Eso fue todo. La guio de nuevo a través de la sala hasta el lugar en que la había encontrado, se despidió de ella con una venia de contradanza, abandonó el plato intacto en la repisa de una ventana, y volvió a su sitio. Nadie supo cuándo tomó la decisión de quedarse, ni por qué la tomó. Estaba atormentado por los políticos, hablando de discordias locales, cuando se volvió de pronto hacia Raigecourt, y sin que viniera a cuento le dijo para ser oído por todos:

«Usted tiene razón, señor conde. ¿Qué voy a hacer yo con tantas mujeres en este lamentable estado en que me encuentro?»

«Así es, general», dijo el conde con un suspiro. Y se apresuró: «En cambio, la semana próxima llega la Shannon, una fragata inglesa que no sólo tiene una buena cámara, sino también un médico excelente».

«Eso es peor que cien mujeres», dijo el general.

En todo caso, la explicación fue sólo un pretexto, porque uno de los oficiales estaba dispuesto a cederle su camarote hasta Jamaica. José Palacios fue el único que dio la razón exacta con su sentencia infalible: «Lo que mi señor piensa, sólo mi señor lo sabe». Y de ningún modo hubiera podido viajar, además, porque el paquebote encalló cuando navegaba a recogerlo frente a Santo Domingo, y sufrió un daño grave.

Así que se quedó, con la única condición de no seguir en la casa de Montilla. El general la tenía por la más bella de la ciudad, pero le resultaba demasiado húmeda para sus huesos por la cercanía del mar, sobre todo en invierno, cuando despertaba con las sábanas ensopadas. Lo que su salud le reclamaba eran aires menos heráldicos que el del recinto amurallado. Montilla lo interpretó como un indicio de que se quedaba por mucho tiempo, y se apresuró a complacerlo.

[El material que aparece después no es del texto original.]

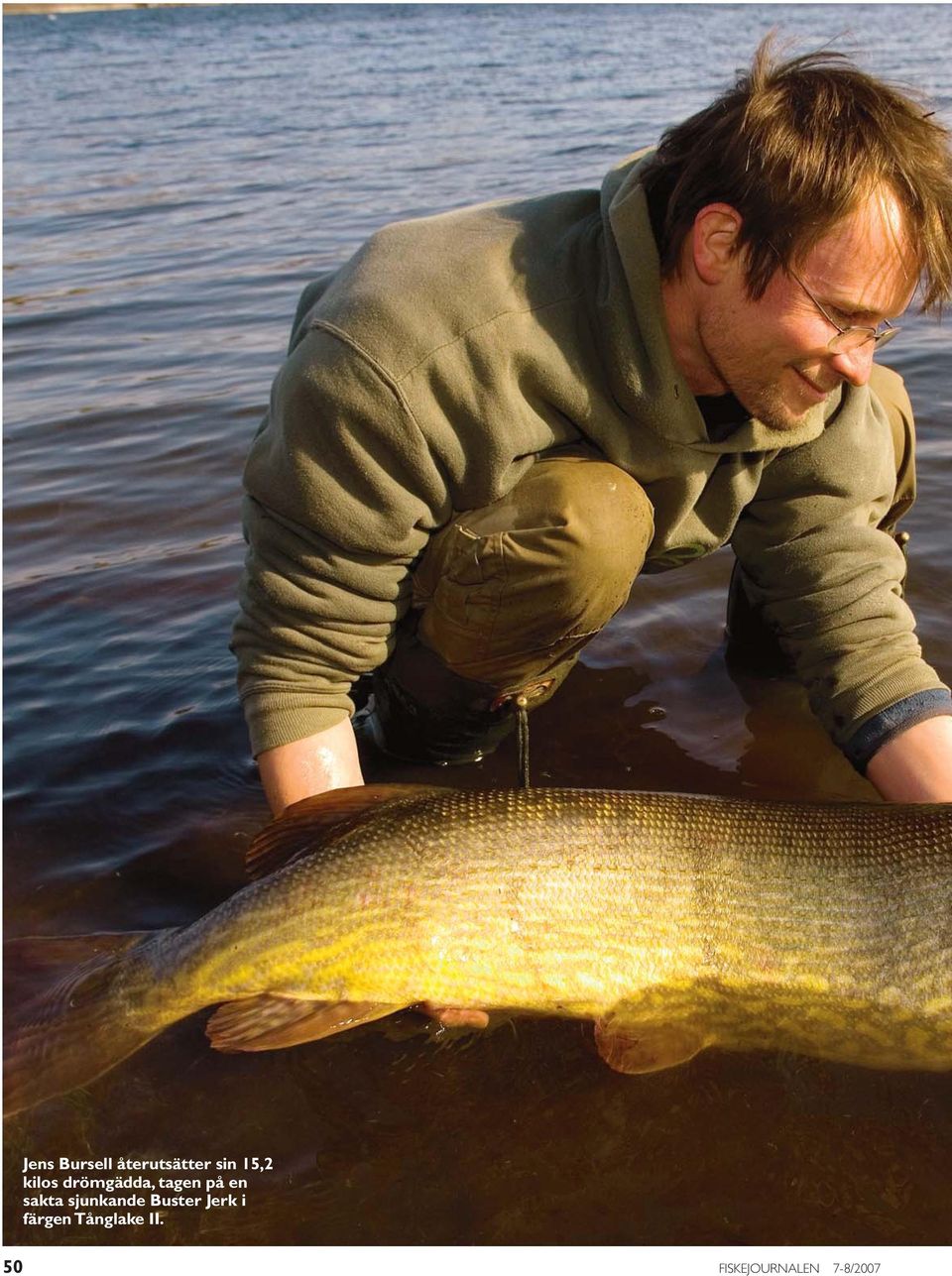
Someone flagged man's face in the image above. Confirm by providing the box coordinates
[698,187,917,430]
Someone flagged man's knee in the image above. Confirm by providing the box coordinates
[414,457,654,680]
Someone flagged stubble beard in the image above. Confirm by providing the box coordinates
[698,315,810,430]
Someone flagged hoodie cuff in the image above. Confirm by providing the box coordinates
[842,686,952,775]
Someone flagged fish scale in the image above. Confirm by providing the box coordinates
[6,785,952,1110]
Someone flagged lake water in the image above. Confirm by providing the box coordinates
[4,5,952,1245]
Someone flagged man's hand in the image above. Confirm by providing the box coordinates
[258,719,364,815]
[867,715,952,801]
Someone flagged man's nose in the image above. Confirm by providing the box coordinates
[831,341,876,386]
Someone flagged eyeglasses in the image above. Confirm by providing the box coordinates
[771,244,899,355]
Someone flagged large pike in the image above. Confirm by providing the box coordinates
[5,786,952,1111]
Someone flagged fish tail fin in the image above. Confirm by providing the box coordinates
[4,930,172,1116]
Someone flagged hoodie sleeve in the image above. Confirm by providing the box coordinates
[232,328,450,755]
[731,388,944,755]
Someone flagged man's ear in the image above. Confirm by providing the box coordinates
[690,204,742,284]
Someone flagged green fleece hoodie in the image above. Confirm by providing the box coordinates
[233,156,943,753]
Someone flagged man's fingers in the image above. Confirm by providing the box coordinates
[421,1001,489,1028]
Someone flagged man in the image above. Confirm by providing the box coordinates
[235,42,952,812]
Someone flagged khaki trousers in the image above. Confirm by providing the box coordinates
[399,365,915,707]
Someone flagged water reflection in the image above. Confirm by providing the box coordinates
[4,5,952,1244]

En las estribaciones del cerro de la Popa había un suburbio de recreo que los propios cartageneros habían incendiado en 1815 para que no tuvieran dónde acampar las tropas realistas que volvían a reconquistar la ciudad. El sacrificio no sirvió de nada, porque los españoles se tomaron el recinto fortificado al cabo de ciento dieciséis días de sitio, durante los cuales los sitiados se comieron hasta las suelas de los zapatos, y más de seis mil murieron de hambre. Quince años después, la llanura calcinada seguía expuesta a los soles indignos de las dos de la tarde. Una de las pocas casas reconstruidas era la del comerciante inglés Judah Kingseller, que andaba de viaje por esos días. Al general le había llamado la atención cuando llegó de Turbaco, por el techo de palma bien cuidado y las paredes de colores festivos, y porque estaba casi escondida en un bosque de árboles frutales. El general Montilla pensaba que era muy poca casa para el rango del inquilino, pero éste le recordó que lo mismo había dormido en la cama de una duquesa que envuelto en su capa por los suelos de una pocilga. Así que la tomó en alquiler por un tiempo indefinido, y con un recargo por la cama y el aguamanil, los seis taburetes de cuero de la sala, y el alambique de artesano en que el señor Kingseller destilaba su alcohol personal. El general Montilla llevó además una poltrona de terciopelo de la casa de gobierno, e hizo construir un galpón de bahareque para los granaderos de la guardia. La casa era fresca por dentro a las horas de más sol, y menos húmeda en todo tiempo que la del marqués de Valdehoyos, y tenía cuatro dormitorios a todo viento por donde se paseaban las iguanas. El insomnio era menos árido en la madrugada, oyendo las explosiones instantáneas de las guanábanas maduras al caer de los árboles. Por las tardes, sobre todo en los tiempos de grandes lluvias, se veían pasar los cortejos de pobres llevando a sus ahogados para velarlos en el convento.